Department of Pharmacy, Duke University Medical Center, Durham, NC, USA.
Ann Pharmacother. 2011 Jan;45(1):78-83. doi: 10.1345/aph.1M288. Epub 2010 Dec 21.
To review clinical trials and main characteristics of everolimus, with focus on treatment of advanced renal cell carcinoma.
Pertinent data were identified primarily through a search of MEDLINE and PubMed (1966-November 2010) using the primary search terms everolimus, RAD001, renal cell carcinoma, and mTOR inhibitors.
Studies evaluating the safety and efficacy of everolimus in patients with cancer were evaluated, including Phase 1, 2, and 3 trials. Preference was given to Phase 2 and 3 studies evaluating use of everolimus in patients with renal cell carcinoma.

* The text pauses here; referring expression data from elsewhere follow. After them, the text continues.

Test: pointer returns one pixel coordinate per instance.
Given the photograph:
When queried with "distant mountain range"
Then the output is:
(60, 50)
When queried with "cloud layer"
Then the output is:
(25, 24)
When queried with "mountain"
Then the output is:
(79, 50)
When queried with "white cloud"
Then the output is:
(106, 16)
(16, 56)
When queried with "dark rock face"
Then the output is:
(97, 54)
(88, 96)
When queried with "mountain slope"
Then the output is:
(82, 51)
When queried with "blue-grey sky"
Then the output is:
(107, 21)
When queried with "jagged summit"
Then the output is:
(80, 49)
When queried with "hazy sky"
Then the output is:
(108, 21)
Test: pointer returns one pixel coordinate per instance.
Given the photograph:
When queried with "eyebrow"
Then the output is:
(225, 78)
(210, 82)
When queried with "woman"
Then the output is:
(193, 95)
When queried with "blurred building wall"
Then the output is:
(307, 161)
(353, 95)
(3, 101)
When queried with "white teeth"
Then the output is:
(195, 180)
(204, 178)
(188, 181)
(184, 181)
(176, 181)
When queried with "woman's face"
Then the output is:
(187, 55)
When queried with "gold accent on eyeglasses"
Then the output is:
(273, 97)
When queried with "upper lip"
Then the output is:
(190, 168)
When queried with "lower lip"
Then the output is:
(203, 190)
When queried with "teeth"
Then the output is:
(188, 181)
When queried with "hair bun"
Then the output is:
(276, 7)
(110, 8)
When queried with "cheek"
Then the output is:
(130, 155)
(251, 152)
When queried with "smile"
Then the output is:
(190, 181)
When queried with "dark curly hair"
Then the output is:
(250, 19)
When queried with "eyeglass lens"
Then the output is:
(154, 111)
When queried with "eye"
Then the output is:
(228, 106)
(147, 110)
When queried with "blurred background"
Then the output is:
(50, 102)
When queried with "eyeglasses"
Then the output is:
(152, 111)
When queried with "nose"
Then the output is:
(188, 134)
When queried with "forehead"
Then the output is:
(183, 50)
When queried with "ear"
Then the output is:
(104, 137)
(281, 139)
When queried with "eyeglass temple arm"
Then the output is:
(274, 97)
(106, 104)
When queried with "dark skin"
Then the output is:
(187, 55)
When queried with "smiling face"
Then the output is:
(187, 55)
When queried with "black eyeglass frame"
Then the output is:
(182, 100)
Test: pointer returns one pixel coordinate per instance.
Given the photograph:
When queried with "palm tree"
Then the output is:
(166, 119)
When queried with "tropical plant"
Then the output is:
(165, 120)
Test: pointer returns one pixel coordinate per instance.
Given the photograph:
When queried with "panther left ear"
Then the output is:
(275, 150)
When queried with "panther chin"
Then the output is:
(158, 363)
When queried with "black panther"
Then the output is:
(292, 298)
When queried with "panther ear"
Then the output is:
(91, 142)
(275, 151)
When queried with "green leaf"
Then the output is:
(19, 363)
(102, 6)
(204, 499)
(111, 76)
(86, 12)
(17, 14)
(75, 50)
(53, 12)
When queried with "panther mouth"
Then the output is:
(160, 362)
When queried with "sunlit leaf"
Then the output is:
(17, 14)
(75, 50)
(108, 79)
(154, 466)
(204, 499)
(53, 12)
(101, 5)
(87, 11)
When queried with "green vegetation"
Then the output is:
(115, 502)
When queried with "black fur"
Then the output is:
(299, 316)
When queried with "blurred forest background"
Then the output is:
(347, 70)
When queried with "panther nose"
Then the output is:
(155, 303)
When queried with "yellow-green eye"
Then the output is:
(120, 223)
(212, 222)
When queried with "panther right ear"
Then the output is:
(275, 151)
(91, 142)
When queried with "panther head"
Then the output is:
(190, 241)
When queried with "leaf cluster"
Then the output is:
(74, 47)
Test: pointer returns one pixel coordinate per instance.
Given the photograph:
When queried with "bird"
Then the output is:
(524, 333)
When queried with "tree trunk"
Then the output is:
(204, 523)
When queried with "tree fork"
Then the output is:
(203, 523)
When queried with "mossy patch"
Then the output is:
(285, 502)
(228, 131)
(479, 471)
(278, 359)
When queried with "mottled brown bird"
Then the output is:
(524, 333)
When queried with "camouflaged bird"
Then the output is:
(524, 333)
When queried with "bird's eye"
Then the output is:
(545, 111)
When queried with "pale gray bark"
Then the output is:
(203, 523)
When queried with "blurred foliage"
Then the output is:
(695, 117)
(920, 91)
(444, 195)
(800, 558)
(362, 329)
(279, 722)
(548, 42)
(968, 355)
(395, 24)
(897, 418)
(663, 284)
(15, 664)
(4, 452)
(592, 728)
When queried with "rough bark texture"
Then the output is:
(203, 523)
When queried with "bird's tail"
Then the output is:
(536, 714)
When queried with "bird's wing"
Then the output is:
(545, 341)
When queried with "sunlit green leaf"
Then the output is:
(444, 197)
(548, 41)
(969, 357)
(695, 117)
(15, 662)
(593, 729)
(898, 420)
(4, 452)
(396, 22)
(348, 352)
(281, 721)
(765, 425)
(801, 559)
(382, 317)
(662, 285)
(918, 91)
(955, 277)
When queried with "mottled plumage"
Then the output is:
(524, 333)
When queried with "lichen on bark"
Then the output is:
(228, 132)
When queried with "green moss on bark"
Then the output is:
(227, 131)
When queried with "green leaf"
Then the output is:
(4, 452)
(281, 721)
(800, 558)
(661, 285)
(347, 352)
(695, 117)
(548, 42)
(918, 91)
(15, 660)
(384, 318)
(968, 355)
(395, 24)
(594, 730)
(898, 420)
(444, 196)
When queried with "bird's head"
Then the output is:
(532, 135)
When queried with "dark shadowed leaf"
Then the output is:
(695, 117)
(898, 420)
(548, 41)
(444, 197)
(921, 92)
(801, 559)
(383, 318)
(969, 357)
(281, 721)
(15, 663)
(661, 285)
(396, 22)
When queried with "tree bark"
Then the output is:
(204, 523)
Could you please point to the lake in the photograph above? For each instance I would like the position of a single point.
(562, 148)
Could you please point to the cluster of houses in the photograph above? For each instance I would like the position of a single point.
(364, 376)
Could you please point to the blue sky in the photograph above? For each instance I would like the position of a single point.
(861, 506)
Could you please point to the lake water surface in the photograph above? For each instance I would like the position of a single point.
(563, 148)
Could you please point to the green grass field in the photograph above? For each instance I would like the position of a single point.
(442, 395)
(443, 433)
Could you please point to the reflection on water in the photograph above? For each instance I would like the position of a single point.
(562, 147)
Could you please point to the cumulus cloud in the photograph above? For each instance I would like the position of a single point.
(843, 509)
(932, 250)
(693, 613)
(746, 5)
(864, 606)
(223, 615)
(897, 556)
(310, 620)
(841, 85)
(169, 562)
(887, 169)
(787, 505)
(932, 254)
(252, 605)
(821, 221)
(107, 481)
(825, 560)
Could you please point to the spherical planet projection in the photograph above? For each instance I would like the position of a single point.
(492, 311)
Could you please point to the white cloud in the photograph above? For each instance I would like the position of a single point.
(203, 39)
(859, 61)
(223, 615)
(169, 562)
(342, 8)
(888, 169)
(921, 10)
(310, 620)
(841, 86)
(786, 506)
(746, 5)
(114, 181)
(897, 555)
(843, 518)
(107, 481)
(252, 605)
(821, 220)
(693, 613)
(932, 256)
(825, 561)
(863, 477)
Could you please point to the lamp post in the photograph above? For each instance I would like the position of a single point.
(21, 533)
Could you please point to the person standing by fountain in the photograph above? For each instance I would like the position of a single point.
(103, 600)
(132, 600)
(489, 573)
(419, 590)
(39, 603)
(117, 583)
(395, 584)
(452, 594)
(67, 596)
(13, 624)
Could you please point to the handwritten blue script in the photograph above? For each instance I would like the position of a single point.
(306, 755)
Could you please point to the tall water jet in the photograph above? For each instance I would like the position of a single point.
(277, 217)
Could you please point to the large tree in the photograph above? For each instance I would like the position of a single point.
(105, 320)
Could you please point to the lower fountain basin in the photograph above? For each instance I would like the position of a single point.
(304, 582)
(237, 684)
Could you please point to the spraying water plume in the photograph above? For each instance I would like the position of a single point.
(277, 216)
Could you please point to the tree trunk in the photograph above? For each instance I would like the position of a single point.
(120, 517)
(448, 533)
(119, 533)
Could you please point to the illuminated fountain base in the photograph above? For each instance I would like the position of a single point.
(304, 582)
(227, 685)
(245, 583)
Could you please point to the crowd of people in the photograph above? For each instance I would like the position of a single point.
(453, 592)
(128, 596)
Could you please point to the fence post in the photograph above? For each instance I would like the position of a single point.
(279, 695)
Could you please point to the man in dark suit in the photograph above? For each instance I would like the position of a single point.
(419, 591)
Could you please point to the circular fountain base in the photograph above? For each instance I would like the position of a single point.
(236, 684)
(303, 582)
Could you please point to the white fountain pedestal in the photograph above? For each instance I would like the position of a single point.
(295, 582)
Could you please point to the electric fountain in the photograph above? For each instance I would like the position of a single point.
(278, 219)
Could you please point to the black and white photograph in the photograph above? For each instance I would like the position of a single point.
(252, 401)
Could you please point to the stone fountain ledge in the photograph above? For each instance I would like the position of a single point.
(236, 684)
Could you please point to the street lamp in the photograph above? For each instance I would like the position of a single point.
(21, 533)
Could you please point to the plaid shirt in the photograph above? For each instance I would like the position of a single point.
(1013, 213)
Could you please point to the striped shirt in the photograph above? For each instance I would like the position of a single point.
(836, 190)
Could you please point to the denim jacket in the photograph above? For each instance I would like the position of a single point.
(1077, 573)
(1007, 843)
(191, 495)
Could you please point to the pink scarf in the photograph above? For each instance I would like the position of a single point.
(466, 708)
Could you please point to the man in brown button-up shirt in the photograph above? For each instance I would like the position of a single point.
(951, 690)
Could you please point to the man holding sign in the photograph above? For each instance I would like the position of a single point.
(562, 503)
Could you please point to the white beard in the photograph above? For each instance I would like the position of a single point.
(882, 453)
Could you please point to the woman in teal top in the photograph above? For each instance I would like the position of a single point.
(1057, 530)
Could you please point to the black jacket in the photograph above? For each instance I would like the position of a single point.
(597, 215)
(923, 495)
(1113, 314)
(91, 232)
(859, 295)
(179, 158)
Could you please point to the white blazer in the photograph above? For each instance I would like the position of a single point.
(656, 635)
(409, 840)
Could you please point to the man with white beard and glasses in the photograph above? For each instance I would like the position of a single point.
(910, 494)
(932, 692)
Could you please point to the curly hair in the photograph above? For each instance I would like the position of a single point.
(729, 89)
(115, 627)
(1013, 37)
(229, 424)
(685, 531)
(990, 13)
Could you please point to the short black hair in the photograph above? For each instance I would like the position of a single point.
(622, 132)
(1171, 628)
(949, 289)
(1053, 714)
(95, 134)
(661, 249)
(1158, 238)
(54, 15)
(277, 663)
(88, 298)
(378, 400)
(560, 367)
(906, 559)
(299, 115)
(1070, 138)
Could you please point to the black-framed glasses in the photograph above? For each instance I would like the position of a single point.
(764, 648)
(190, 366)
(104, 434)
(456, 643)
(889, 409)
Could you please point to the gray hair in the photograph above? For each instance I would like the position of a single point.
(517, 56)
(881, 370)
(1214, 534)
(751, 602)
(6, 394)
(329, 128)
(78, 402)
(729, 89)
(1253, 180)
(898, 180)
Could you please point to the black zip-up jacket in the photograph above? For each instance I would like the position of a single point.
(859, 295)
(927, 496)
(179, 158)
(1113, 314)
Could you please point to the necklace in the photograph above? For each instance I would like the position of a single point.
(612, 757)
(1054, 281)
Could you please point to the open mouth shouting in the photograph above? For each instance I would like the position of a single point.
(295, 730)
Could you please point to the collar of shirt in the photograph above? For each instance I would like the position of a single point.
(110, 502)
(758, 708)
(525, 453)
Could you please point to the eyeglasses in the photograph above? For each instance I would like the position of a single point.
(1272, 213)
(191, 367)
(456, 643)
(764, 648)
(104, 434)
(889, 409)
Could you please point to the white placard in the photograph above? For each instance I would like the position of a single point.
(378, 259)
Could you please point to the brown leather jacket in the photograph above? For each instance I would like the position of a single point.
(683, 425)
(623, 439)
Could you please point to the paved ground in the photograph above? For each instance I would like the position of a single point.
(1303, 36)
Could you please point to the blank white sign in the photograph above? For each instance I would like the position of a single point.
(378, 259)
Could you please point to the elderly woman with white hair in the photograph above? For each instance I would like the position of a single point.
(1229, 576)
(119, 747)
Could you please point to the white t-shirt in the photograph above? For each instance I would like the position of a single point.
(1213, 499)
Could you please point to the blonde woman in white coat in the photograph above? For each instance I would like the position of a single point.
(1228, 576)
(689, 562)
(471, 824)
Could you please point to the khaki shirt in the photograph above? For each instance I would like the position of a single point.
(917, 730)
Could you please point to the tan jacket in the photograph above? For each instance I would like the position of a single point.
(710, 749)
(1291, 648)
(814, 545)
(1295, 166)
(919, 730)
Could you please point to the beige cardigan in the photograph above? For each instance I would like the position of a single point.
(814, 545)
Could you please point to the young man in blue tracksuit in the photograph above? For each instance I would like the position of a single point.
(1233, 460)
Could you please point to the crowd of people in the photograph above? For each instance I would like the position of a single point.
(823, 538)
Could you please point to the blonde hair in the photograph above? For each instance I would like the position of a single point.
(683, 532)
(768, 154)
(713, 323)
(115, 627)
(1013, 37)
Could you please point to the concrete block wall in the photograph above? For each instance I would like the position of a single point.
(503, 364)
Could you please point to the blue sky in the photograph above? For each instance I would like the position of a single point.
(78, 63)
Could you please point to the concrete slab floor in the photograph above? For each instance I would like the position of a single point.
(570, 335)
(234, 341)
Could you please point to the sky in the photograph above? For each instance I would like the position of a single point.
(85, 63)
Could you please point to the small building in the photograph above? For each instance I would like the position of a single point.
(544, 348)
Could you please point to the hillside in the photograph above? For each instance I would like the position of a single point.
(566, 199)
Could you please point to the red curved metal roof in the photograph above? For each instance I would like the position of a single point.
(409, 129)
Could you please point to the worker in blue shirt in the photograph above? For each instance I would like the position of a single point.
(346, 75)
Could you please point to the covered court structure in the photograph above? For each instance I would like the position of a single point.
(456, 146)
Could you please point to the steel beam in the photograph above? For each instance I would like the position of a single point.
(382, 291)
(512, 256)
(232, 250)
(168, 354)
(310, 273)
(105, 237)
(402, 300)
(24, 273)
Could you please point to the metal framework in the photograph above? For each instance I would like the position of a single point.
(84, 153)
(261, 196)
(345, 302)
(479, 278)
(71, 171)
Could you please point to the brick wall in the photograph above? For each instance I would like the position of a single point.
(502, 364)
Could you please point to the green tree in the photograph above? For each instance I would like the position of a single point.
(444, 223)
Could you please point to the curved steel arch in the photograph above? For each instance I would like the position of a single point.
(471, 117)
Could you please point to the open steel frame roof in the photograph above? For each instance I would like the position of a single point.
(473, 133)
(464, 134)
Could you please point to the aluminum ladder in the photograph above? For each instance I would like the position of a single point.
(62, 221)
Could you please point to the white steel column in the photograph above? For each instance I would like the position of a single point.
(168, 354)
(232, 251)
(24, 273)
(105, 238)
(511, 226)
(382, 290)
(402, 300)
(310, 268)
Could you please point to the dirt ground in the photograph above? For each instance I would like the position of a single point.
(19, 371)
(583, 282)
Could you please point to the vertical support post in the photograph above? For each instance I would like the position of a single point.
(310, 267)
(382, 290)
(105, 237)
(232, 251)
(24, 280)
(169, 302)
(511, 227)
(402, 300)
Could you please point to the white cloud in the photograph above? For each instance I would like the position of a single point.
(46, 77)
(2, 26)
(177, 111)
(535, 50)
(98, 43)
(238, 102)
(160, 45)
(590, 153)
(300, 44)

Everolimus is an oral mammalian target of rapamycin (mTOR) inhibitor approved for the management of patients with advanced renal cell carcinoma who progressed on tyrosine kinase inhibitor therapy. Actions of everolimus within the mTOR pathway result in decreased protein synthesis and cell cycle arrest, as well as decreased angiogenesis. A usual starting dose for patients with renal cell carcinoma is 10 mg daily. Everolimus undergoes extensive hepatic metabolism, primarily through the CYP3A4 isoenzyme, which predisposes it to drug interactions with inducers and inhibitors of this enzyme. Most commonly reported adverse events associated with everolimus include anemia, hyperglycemia, hypercholesterolemia, mucositis, fatigue, and rash. Approval of everolimus was based on the results of a Phase 3 trial that demonstrated an increase in median progression-free survival by 2.1 months in patients receiving everolimus therapy as compared to placebo. The drug was recently added to the National Comprehensive Cancer Network guidelines as a treatment option for patients with advanced renal cell carcinoma who have progressed on tyrosine kinase therapy.
Based on a review of the currently available literature, everolimus provides a safe and efficacious treatment option for patients with renal cell carcinoma who have progressed on treatment with sunitinib and/or sorafenib.
回顾依维莫司的临床试验和主要特征,重点是治疗晚期肾细胞癌。
主要通过在 MEDLINE 和 PubMed 上搜索(1966 年-2010 年 11 月)使用主要搜索词依维莫司、RAD001、肾细胞癌和 mTOR 抑制剂,来确定相关数据。
评估了依维莫司在癌症患者中的安全性和疗效的研究,包括 1 期、2 期和 3 期试验。优先选择 2 期和 3 期研究,评估依维莫司在肾细胞癌患者中的应用。
依维莫司是一种口服哺乳动物雷帕霉素靶蛋白(mTOR)抑制剂,被批准用于治疗接受酪氨酸激酶抑制剂治疗后进展的晚期肾细胞癌患者。依维莫司在 mTOR 途径中的作用导致蛋白质合成和细胞周期停滞减少,以及血管生成减少。肾细胞癌患者的常用起始剂量为每天 10mg。依维莫司经历广泛的肝代谢,主要通过 CYP3A4 同工酶,这使其易受该酶诱导剂和抑制剂的药物相互作用的影响。与依维莫司相关的最常见不良反应包括贫血、高血糖、高胆固醇血症、黏膜炎、疲劳和皮疹。依维莫司的批准是基于一项 3 期试验的结果,该试验表明,与安慰剂相比,接受依维莫司治疗的患者中位无进展生存期延长了 2.1 个月。该药物最近被纳入国家综合癌症网络指南,作为接受舒尼替尼和/或索拉非尼治疗后进展的晚期肾细胞癌患者的治疗选择。
基于对现有文献的回顾,依维莫司为接受舒尼替尼和/或索拉非尼治疗后进展的肾细胞癌患者提供了一种安全有效的治疗选择。